Cup! Tanpa Genta duga kecupan Kania mendarat di bibir laki-laki itu. Genta sangat terkejut sampai dia tidak bisa bergerak.
"Om kenapa sih bersikap seperti ini ke aku?" bisik Kania dengan perasaan campur aduk pada Genta. "Kenapa Om enggak berada dipihak papa? Kenapa Om banyak mengalah sama aku."
"Kamu tahu jawabannya, Ka'," desis Genta hangat penuh cinta. Kani kembali mengajak Genta berperang ketika ia mendengar jawaban dari suami itu. kali ini, Genta tidak bisa menahannya lebih lama ketika Kania terus menggodanya. Entah bagaimana ceritanya mereka malah berakhir melakukan adegan panas itu begitu saja.
Tara yang berada di lantai satu saja mendengar teriakan dua orang itu. pria yang sudah menua itu menarik nafasnya seolah bukan kali pertama mendengar kegiatan panas suami isteri itu. "Setelah cekcok pertengkar akhirnya mereka bersikap enggak tahu malu lagi. Saya titip Mika ya, Bi. Dua orang di atas belum tentu selesai dalam waktu cepat."
Bibi menganggukkan kepalanya. "Baik tuan." Tidak lupa Bibi memasang wajah senyum mesem-mesemnya.
***
Genta menatap isterinya setelah mereka puas dengan kegiatan panas mereka. Dua jam dengan tiga kali ronde di rasa lebih dari cukup untuk Genta yang sudah lama tidak mendapatkan kehangatan dari isterinya. Satu bulanan lebih semenjak kondisi mental Kania yang berubah. Genta menatap isterinya yang termenung lama sambil membelakanginya itu.
"Ka' …" panggil Genta takut-takut. Kania makin merapatkan selimutnya ketika suara Genta memasuki gendang telinganya.

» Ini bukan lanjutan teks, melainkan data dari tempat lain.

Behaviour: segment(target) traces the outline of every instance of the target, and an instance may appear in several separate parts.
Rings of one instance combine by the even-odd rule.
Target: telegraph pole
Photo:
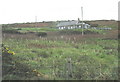
[[[82,35],[84,34],[83,33],[83,7],[81,7],[81,17],[82,17]]]
[[[37,16],[35,16],[35,22],[37,22]]]

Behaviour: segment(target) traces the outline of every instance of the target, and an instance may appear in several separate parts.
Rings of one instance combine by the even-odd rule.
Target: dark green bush
[[[20,34],[20,32],[18,32],[18,30],[16,30],[16,29],[2,29],[2,32],[3,33],[12,33],[12,34]]]
[[[47,33],[46,32],[38,32],[37,36],[45,37],[45,36],[47,36]]]

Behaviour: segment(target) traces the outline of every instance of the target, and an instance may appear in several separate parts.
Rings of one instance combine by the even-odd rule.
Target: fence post
[[[71,58],[67,58],[67,70],[66,70],[66,76],[67,79],[69,80],[70,78],[72,78],[72,62],[71,62]]]

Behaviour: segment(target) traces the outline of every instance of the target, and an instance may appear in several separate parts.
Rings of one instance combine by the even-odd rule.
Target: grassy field
[[[21,34],[3,33],[4,47],[15,53],[3,53],[3,79],[118,79],[116,30],[89,29],[90,33],[82,36],[79,29],[14,29]],[[36,35],[39,32],[45,32],[47,36]]]

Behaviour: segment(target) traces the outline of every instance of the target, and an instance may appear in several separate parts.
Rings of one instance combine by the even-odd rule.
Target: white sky
[[[81,19],[118,20],[120,0],[0,0],[0,24]]]

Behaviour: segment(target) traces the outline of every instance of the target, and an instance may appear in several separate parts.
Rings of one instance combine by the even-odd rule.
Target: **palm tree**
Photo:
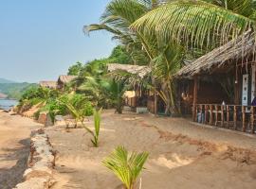
[[[253,0],[176,0],[147,12],[131,28],[163,43],[211,50],[254,30],[255,15]]]
[[[87,26],[84,29],[89,32],[105,29],[113,33],[114,39],[119,39],[127,49],[131,49],[131,57],[134,58],[137,63],[139,61],[138,60],[141,60],[140,58],[143,57],[142,60],[147,60],[147,64],[152,70],[155,70],[156,67],[155,66],[155,62],[157,62],[157,69],[165,69],[168,67],[172,75],[161,74],[161,77],[159,77],[159,75],[155,77],[154,73],[159,74],[160,72],[153,72],[152,83],[154,84],[154,89],[157,91],[160,97],[166,103],[166,113],[176,112],[177,111],[174,100],[174,86],[172,76],[174,73],[174,71],[176,71],[176,68],[181,66],[182,61],[177,59],[175,59],[175,61],[174,61],[174,59],[170,61],[172,57],[175,57],[176,55],[170,54],[170,52],[167,52],[167,49],[180,48],[176,47],[174,43],[159,43],[155,34],[148,35],[140,31],[135,32],[129,28],[134,22],[160,5],[162,5],[161,1],[155,0],[113,0],[107,6],[105,12],[101,16],[101,23],[100,25]],[[180,52],[180,55],[183,53],[181,51],[176,51],[175,53],[177,52]],[[139,56],[136,56],[137,54]],[[162,66],[160,66],[161,63]],[[170,69],[174,69],[174,71]],[[165,71],[166,70],[162,70],[161,73]],[[164,76],[166,77],[165,78],[163,78]],[[156,89],[155,86],[163,80],[169,80],[170,82],[168,82],[168,85],[161,85],[159,90],[158,88]]]
[[[123,146],[119,146],[103,160],[103,164],[114,172],[126,189],[135,189],[148,156],[148,152],[128,154]]]
[[[83,31],[106,30],[113,39],[122,43],[131,55],[135,64],[147,64],[149,59],[142,49],[141,39],[129,26],[139,17],[151,10],[156,0],[113,0],[105,9],[100,24],[84,26]]]

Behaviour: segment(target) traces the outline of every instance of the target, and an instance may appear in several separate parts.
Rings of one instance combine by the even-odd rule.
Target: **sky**
[[[76,61],[108,57],[111,35],[86,36],[110,0],[0,0],[0,77],[56,80]]]

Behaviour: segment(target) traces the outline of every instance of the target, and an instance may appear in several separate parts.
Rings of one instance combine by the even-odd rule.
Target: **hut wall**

Hal itu terlihat jelas dalam pandangan Genta. Pria itu menggigit bibirnya. "Sayang, saya minta maaf. Saya kelepasan."
"Harusnya kalau malam habis begituan, paginya enggak bangun lagi, om." Kania mendesis sambil terus membelakangi Genta. Genta duduk dari tidurnya.
"Saya enggak tahu. Dia tiba-tiba menggeliat. Saya pikir juga seperti itu." Genta selalu jujur. "Sayang, saya tidak bermaksud. Tiba-tiba saya hilang kendali ketika kamu mencium saya. Biasanya tidak seperti itu."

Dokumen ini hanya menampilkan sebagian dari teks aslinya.